1023 – DROIT DE VIE, DROIT DE MORT

Qui peut décider de la mort d’un homme ? La mort à la guerre est-elle plus légitime que la mort du fusillé ? Pourquoi tuer un enfant dans le ventre de sa mère serait-il plus légitime que de le tuer après sa naissance ?

Selon Gandhi, « Personne n’est assez parfait pour avoir le droit de tuer quiconque lui semble trop mauvais pour être sauvé. »

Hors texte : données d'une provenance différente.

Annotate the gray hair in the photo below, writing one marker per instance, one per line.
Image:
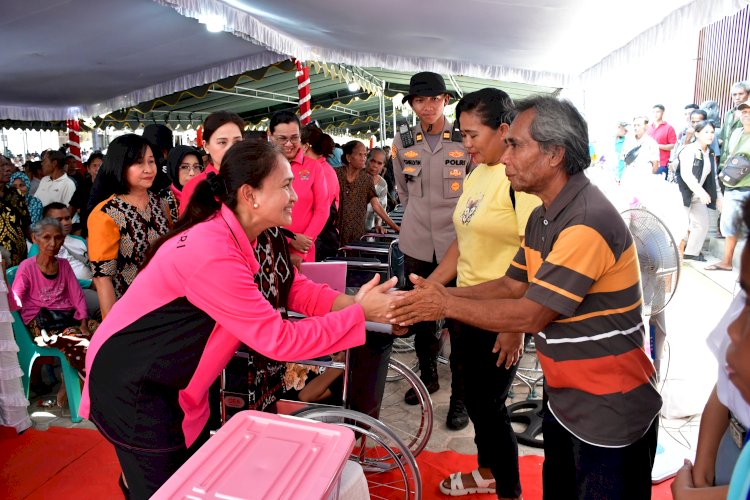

Par une étrange facétie de l’histoire, au moment où le gouvernement français veut légitimer et officialiser le droit à l’avortement en l’inscrivant dans la Constitution, nous apprenons la disparition de Robert Badinter. Il fût le brillant avocat qui, du temps de François Mitterrand, plaida et obtint, par un vote du Parlement, l’abrogation officielle de la peine de mort en France le 17 septembre 1981.

Ces questions, aussi vieilles que l’humanité, sont fondamentales et lancinantes, dans la mesure où aucune civilisation n’a jamais pu définir une doctrine solide et durable en la matière. La question, jamais tranchée, étant de définir si les humains, individuellement ou collectivement, peuvent s’arroger le droit de décider de la mort d’un autre être humain…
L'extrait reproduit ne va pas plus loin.